Mais, comme aux cartes, c'est la paire qui fait sens : Nicolas Sarkozy a choisi pour l'entourer ce jour-là deux grands patrons. Son premier mariage était
100 % politique ; le second, 100 % CAC 40.
L'escapade maltaise du nouveau président, sponsorisée par un autre grand entrepreneur français, Vincent Bolloré, est venue confirmer que « le candidat
du peuple » , comme il s'est présenté à la fin de sa campagne électorale, ne dédaignait pas l'aristocratie financière. A côté de la politique, qui reste
la passion de sa vie, Nicolas Sarkozy s'est découvert chemin faisant une seconde maîtresse. L'argent ? Oui, mais pas directement. Ce qui fascine avant
tout le nouveau président, c'est la réussite.
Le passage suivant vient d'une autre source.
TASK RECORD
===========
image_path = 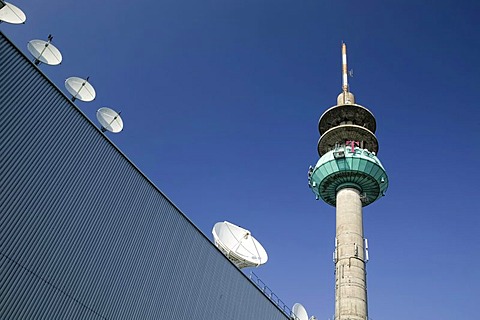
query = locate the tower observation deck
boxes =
[308,43,389,320]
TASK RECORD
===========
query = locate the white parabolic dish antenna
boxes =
[65,77,96,102]
[27,37,62,66]
[292,303,309,320]
[96,107,123,133]
[0,2,26,24]
[212,221,268,269]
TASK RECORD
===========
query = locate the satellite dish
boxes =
[65,76,96,102]
[291,303,308,320]
[27,35,62,66]
[0,1,26,24]
[212,221,268,269]
[96,107,123,133]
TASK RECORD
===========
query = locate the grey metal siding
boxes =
[0,32,288,320]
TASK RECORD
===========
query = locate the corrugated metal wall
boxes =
[0,32,288,320]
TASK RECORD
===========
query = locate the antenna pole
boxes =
[342,42,348,94]
[35,34,54,66]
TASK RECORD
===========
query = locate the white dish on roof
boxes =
[212,221,268,269]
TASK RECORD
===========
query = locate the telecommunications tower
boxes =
[308,43,389,320]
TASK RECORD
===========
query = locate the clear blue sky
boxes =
[3,1,480,319]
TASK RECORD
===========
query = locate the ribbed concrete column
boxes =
[334,188,367,320]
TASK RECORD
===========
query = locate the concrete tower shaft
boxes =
[334,188,367,320]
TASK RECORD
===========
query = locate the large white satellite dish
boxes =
[212,221,268,269]
[27,35,62,66]
[0,1,26,24]
[65,76,96,102]
[96,107,123,133]
[291,303,309,320]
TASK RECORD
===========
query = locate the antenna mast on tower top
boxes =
[339,42,355,105]
[342,42,349,93]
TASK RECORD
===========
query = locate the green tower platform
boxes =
[308,145,388,207]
Il l'a proclamé dès son annonce de candidature : « Je veux réconcilier les Français avec la réussite . »
La réussite sous toutes ses formes, dans tous les domaines. « Il est tout autant épaté par Richard Virenque que par Bernard Arnault », assure un député
UMP. De là le goût irrépressible de Sarkozy pour les people : sportifs, chanteurs, comédiens, grands patrons, qui- conque réussit a vocation à devenir
son ami. Etre pendant de nombreuses années maire de Neuilly lui a permis de rencontrer nombre de stars. Mais ce culte de la réussite vient de plus loin
: jeune, le futur président étudiait seul dans sa chambre les biographies des célébrités pour comprendre les secrets de leur succès.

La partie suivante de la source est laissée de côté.